7. Implications and Future Directions¶
- How this changes the field:
- Provides a reproducible, GPT‑3‑class baseline with code and weights for the research community; enables systematic studies of scaling, data curation, safety mitigations, and decoding beyond API‑bound experiments.
- Demonstrates that FSDP+tensor parallelism can train 175B models efficiently without pipeline parallelism, simplifying future large‑model training stacks.
- Follow‑up research enabled:
- Instruction tuning and RLHF on OPT‑175B to address instruction‑following weaknesses; Section 5 suggests InstructGPT‑style approaches.
- Retrieval‑augmented generation to improve factuality (Section 5 cites several retrieval‑based methods).
- Safety mitigations and audits: targeted data filtering, debiasing methods (e.g., self‑debiasing, unlikelihood training), and post‑training safety layers; dialogue‑specific safety finetuning improves toxicity (Table 6).

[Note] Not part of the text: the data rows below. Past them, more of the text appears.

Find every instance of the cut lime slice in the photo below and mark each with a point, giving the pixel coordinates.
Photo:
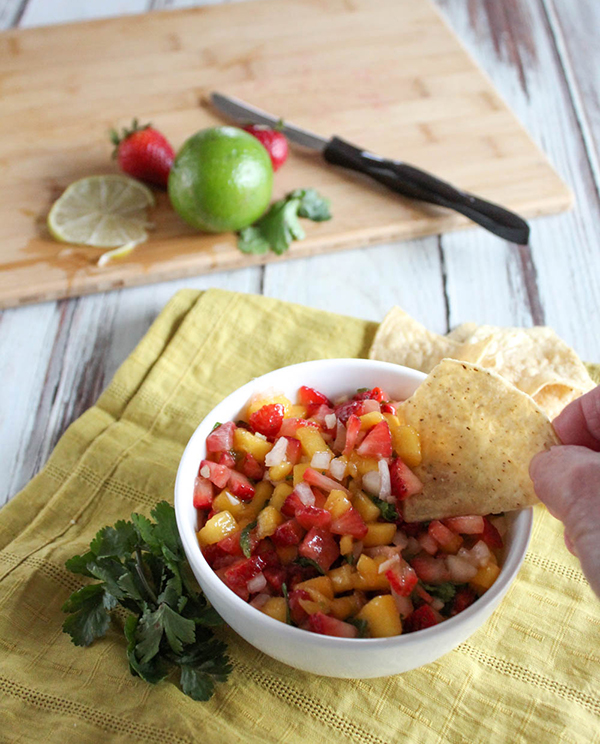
(102, 211)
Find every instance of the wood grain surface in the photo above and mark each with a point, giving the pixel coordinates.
(542, 58)
(386, 74)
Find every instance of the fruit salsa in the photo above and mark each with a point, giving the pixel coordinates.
(300, 514)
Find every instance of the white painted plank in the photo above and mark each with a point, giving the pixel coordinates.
(513, 45)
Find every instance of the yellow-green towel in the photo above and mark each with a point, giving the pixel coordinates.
(531, 674)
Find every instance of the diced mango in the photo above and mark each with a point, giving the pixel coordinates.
(382, 617)
(268, 521)
(280, 494)
(484, 578)
(368, 420)
(218, 526)
(245, 441)
(321, 584)
(379, 533)
(276, 607)
(346, 544)
(311, 441)
(341, 578)
(257, 403)
(365, 507)
(337, 503)
(281, 471)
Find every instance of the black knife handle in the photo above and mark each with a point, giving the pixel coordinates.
(418, 184)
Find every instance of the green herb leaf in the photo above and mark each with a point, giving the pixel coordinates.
(245, 544)
(280, 225)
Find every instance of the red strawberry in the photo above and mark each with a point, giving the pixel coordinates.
(327, 625)
(203, 493)
(240, 486)
(273, 141)
(422, 618)
(319, 546)
(268, 419)
(350, 523)
(144, 153)
(377, 443)
(404, 482)
(221, 438)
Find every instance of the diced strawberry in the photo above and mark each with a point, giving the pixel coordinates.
(251, 468)
(402, 578)
(227, 459)
(327, 625)
(268, 419)
(463, 598)
(240, 486)
(221, 439)
(312, 516)
(288, 533)
(314, 478)
(352, 429)
(297, 612)
(490, 535)
(377, 443)
(217, 474)
(311, 397)
(465, 525)
(275, 576)
(293, 452)
(422, 618)
(319, 546)
(203, 493)
(350, 523)
(404, 482)
(430, 570)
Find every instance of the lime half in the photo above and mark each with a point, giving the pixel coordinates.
(102, 211)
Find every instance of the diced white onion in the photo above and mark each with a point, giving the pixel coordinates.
(372, 482)
(460, 569)
(385, 486)
(305, 494)
(337, 468)
(321, 460)
(277, 455)
(257, 584)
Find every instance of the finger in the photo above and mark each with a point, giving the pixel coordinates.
(579, 423)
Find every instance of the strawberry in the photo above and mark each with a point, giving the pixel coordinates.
(268, 419)
(350, 523)
(273, 141)
(144, 153)
(203, 493)
(377, 443)
(327, 625)
(404, 482)
(319, 546)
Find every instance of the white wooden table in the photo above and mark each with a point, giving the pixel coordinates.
(542, 55)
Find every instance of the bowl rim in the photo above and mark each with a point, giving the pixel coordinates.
(509, 569)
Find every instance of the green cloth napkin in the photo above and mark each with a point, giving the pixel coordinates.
(529, 674)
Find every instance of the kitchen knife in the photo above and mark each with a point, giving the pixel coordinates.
(396, 175)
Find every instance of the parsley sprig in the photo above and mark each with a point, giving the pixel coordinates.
(142, 567)
(277, 228)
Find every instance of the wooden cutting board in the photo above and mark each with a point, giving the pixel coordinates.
(388, 75)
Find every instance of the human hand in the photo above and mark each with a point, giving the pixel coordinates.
(567, 479)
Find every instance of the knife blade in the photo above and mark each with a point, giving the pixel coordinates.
(398, 176)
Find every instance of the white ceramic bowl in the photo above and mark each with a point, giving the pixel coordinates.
(311, 652)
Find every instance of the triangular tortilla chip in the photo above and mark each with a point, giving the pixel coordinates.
(478, 434)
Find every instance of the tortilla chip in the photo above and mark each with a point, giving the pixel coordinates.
(402, 340)
(478, 434)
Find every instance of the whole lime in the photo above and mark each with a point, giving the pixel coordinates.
(221, 180)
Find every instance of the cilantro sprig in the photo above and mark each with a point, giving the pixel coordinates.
(141, 566)
(276, 229)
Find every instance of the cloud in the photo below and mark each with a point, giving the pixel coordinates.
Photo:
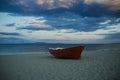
(10, 34)
(90, 8)
(13, 40)
(113, 5)
(10, 25)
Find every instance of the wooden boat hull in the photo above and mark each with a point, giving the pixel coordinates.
(68, 53)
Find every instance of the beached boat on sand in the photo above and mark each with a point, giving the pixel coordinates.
(67, 53)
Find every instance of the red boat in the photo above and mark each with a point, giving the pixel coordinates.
(67, 53)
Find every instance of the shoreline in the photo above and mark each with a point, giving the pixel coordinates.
(92, 66)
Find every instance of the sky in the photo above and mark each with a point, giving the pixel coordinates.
(59, 21)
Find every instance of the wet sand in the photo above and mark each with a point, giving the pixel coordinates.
(93, 65)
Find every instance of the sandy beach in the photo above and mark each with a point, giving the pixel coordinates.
(94, 65)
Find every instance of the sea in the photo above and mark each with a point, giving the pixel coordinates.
(17, 49)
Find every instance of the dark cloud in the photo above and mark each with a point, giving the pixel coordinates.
(70, 20)
(32, 28)
(10, 25)
(12, 40)
(10, 34)
(31, 7)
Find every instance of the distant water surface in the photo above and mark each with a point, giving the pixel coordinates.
(13, 49)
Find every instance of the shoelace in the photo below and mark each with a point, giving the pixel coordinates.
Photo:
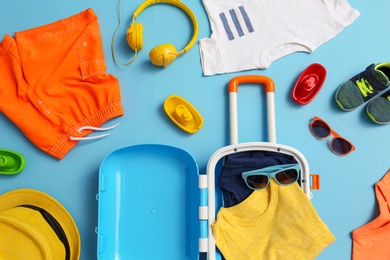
(364, 87)
(72, 138)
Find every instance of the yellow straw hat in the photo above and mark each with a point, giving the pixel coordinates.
(33, 225)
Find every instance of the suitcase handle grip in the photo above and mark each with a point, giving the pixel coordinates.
(270, 94)
(267, 82)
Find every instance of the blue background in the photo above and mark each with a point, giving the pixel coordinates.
(346, 199)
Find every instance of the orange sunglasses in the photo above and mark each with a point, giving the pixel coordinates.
(339, 145)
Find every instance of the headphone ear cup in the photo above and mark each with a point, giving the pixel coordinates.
(134, 36)
(163, 55)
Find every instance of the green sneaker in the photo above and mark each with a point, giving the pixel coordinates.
(379, 109)
(362, 87)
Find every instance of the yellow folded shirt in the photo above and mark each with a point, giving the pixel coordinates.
(278, 222)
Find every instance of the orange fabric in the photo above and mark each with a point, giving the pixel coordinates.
(53, 81)
(372, 240)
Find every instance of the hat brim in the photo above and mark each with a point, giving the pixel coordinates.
(42, 200)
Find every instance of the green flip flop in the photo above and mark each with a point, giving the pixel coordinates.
(11, 162)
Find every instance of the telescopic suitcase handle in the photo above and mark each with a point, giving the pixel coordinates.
(270, 94)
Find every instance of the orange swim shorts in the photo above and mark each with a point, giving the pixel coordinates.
(54, 82)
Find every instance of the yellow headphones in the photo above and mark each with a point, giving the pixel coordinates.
(164, 54)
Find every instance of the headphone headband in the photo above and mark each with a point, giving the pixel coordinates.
(178, 4)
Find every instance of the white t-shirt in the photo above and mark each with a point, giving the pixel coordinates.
(250, 34)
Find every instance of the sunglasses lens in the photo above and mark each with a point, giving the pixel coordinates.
(287, 176)
(320, 129)
(341, 146)
(257, 181)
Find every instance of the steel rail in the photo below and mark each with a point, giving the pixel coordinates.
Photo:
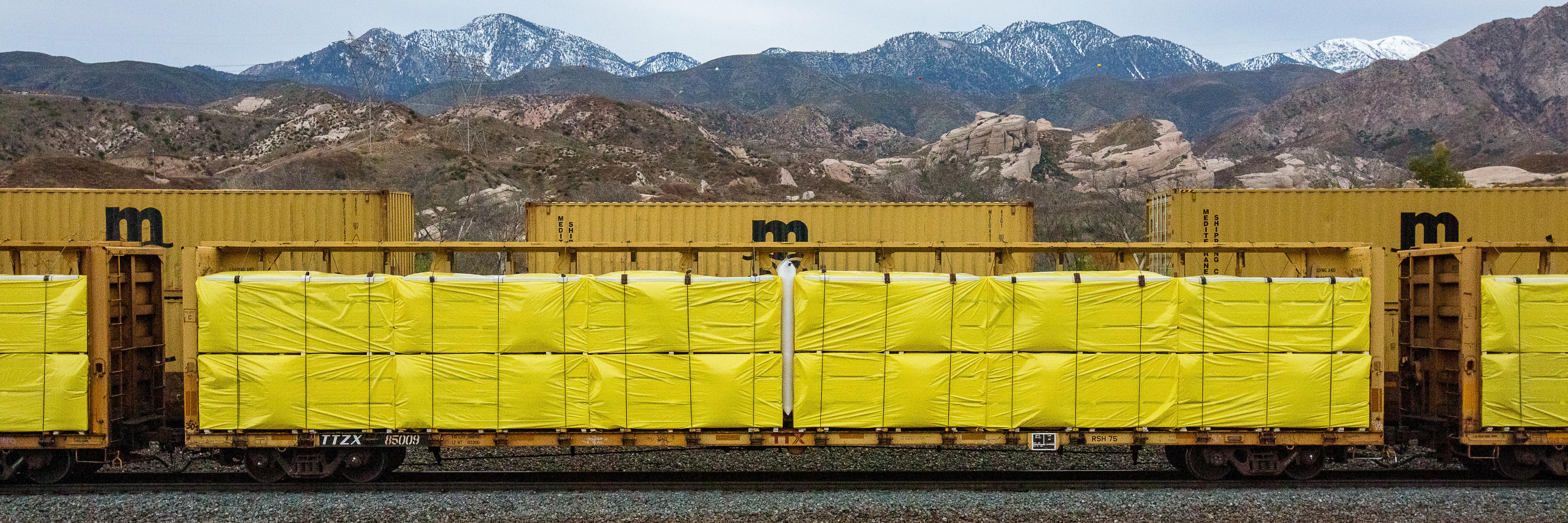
(770, 481)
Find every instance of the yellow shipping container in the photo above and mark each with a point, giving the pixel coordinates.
(43, 354)
(1392, 219)
(778, 222)
(1525, 359)
(187, 218)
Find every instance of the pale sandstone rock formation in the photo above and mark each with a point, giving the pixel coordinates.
(1504, 175)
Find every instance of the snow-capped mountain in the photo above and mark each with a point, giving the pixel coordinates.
(1341, 54)
(973, 37)
(493, 46)
(981, 60)
(665, 63)
(1024, 54)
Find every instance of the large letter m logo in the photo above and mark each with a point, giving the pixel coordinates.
(134, 218)
(782, 232)
(1429, 228)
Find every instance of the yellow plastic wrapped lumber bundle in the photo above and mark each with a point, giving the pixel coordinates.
(444, 313)
(295, 351)
(1081, 351)
(1525, 390)
(651, 312)
(1525, 313)
(902, 312)
(1087, 312)
(1274, 315)
(295, 313)
(43, 354)
(637, 351)
(1525, 367)
(676, 351)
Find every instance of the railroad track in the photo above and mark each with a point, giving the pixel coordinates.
(1006, 481)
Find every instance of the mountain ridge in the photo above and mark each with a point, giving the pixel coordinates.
(1340, 54)
(1493, 93)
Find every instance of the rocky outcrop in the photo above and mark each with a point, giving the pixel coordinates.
(1147, 154)
(1305, 169)
(998, 145)
(1130, 158)
(1490, 95)
(850, 172)
(1507, 175)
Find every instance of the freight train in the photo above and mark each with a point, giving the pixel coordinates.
(314, 373)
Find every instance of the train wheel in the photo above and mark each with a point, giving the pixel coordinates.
(1210, 464)
(12, 464)
(396, 458)
(363, 465)
(1177, 456)
(1520, 464)
(1558, 462)
(48, 467)
(264, 465)
(1307, 464)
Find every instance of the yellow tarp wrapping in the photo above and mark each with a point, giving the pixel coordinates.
(1081, 390)
(444, 313)
(871, 312)
(1089, 312)
(297, 392)
(669, 351)
(1525, 390)
(1285, 315)
(1525, 313)
(658, 312)
(686, 392)
(43, 392)
(294, 313)
(43, 315)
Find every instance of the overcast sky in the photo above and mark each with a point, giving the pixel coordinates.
(233, 35)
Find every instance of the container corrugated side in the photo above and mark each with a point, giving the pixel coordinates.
(189, 218)
(1384, 218)
(747, 222)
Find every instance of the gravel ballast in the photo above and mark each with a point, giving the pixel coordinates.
(1155, 505)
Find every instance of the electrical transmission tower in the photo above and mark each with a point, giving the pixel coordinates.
(469, 74)
(364, 65)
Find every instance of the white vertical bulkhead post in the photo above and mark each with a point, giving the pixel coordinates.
(786, 272)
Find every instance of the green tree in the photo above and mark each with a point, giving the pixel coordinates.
(1434, 170)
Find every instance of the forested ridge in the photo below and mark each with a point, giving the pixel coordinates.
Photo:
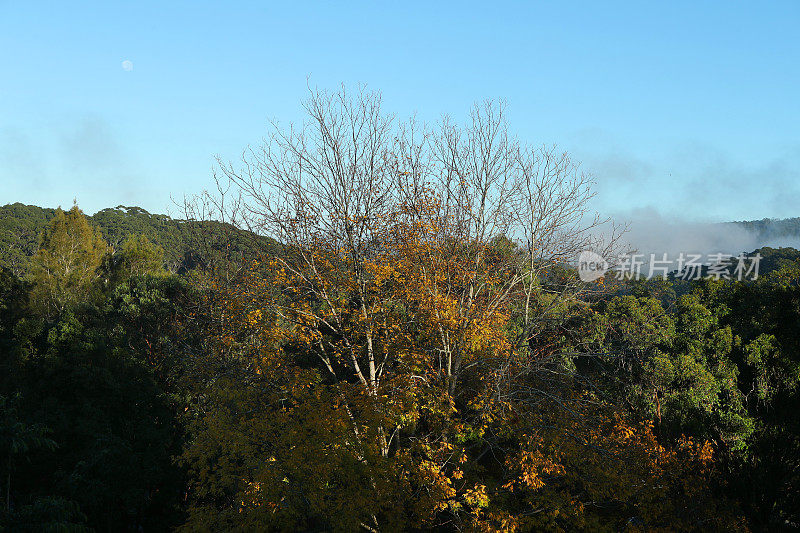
(418, 353)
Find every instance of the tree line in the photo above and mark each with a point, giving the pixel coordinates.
(417, 354)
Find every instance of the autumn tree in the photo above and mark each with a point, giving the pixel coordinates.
(66, 265)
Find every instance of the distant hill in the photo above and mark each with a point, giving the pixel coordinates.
(185, 243)
(770, 228)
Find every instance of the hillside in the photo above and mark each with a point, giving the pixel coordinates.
(184, 242)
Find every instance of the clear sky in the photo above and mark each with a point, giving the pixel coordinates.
(688, 109)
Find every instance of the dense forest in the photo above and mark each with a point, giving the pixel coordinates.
(406, 359)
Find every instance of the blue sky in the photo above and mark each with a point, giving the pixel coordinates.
(688, 109)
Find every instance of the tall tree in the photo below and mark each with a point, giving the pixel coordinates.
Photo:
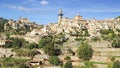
(85, 51)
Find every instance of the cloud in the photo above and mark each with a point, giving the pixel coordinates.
(17, 7)
(43, 2)
(100, 10)
(21, 8)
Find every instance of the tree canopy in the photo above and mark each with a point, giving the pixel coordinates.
(85, 51)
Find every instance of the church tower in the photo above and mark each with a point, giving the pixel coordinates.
(60, 16)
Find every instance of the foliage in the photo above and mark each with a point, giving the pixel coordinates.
(2, 23)
(26, 52)
(88, 65)
(116, 43)
(32, 45)
(60, 38)
(68, 65)
(44, 41)
(12, 61)
(54, 60)
(95, 38)
(23, 66)
(106, 32)
(67, 58)
(49, 49)
(80, 39)
(14, 43)
(85, 51)
(116, 64)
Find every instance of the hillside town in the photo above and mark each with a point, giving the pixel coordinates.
(69, 43)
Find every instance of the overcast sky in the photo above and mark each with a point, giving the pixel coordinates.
(46, 11)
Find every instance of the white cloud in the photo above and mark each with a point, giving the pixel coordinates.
(21, 8)
(43, 2)
(100, 10)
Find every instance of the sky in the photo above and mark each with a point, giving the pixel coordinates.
(46, 11)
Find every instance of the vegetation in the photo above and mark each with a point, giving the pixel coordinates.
(67, 58)
(12, 61)
(68, 65)
(116, 43)
(95, 38)
(26, 52)
(116, 64)
(85, 51)
(32, 45)
(23, 66)
(2, 23)
(80, 39)
(44, 41)
(54, 60)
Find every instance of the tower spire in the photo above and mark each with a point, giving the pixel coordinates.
(60, 16)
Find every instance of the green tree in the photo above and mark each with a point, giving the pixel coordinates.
(32, 45)
(54, 60)
(116, 64)
(68, 65)
(67, 58)
(23, 66)
(85, 51)
(116, 43)
(49, 49)
(44, 41)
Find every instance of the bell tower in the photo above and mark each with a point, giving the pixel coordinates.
(60, 16)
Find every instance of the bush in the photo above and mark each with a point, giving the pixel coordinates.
(54, 60)
(68, 65)
(23, 66)
(32, 45)
(85, 51)
(95, 39)
(116, 44)
(116, 64)
(67, 58)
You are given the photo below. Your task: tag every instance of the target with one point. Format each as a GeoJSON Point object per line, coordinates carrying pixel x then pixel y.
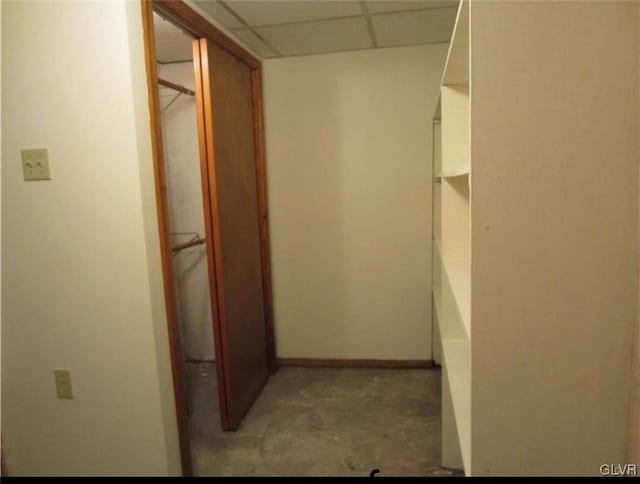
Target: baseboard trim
{"type": "Point", "coordinates": [354, 363]}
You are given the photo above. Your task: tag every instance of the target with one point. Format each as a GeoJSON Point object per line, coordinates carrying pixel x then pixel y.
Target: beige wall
{"type": "Point", "coordinates": [349, 177]}
{"type": "Point", "coordinates": [634, 423]}
{"type": "Point", "coordinates": [185, 206]}
{"type": "Point", "coordinates": [554, 246]}
{"type": "Point", "coordinates": [80, 265]}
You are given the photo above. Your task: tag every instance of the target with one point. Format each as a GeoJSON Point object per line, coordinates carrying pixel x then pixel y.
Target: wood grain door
{"type": "Point", "coordinates": [230, 191]}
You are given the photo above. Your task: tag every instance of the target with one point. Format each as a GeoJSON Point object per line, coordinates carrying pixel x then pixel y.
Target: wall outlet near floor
{"type": "Point", "coordinates": [35, 164]}
{"type": "Point", "coordinates": [63, 383]}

- Data governance and carbon accounting: the logbook and footprint estimates (Section 6) invite standardized reporting, failure‑overhead accounting, and embodied‑carbon analysis of hardware.
- Practical applications and use cases:
- Research‑only use in: dialogue, few‑shot prompt design, safety‑tech evaluation, model analysis (e.g., scaling laws, activation norm monitoring), and systems research on distributed training.
- As an open baseline, OPT’s smaller models (≤66B) are directly usable for downstream finetuning studies; the 175B research access supports controlled experiments at state‑of‑the‑art scale.
Key numbers and artifacts to remember: - Training: 992 A100‑80GB GPUs; 147 TFLOP/s/GPU; dynamic loss scaling; numerous restarts (Sections 2.4–2.5). - Data: ~180B tokens; GPT‑2 BPE; heavy de‑dup with MinHashLSH at Jaccard ≥0.95; Reddit longest‑chain transformation (Section 2.3). - Performance: OPT ≈ GPT‑3 averages (Figures 3–4); competitive unsupervised dialogue perplexity and UF1 vs supervised models on ConvAI2 (Table 2). - Safety: Higher hate‑speech detection F1 in few‑shot (Table 3) but higher toxicity continuation rates (Figure 5) and more bias on CrowS‑Pairs (Table 4). - Footprint: ~75 tons CO2eq vs ~500 for GPT‑3 (Section 6).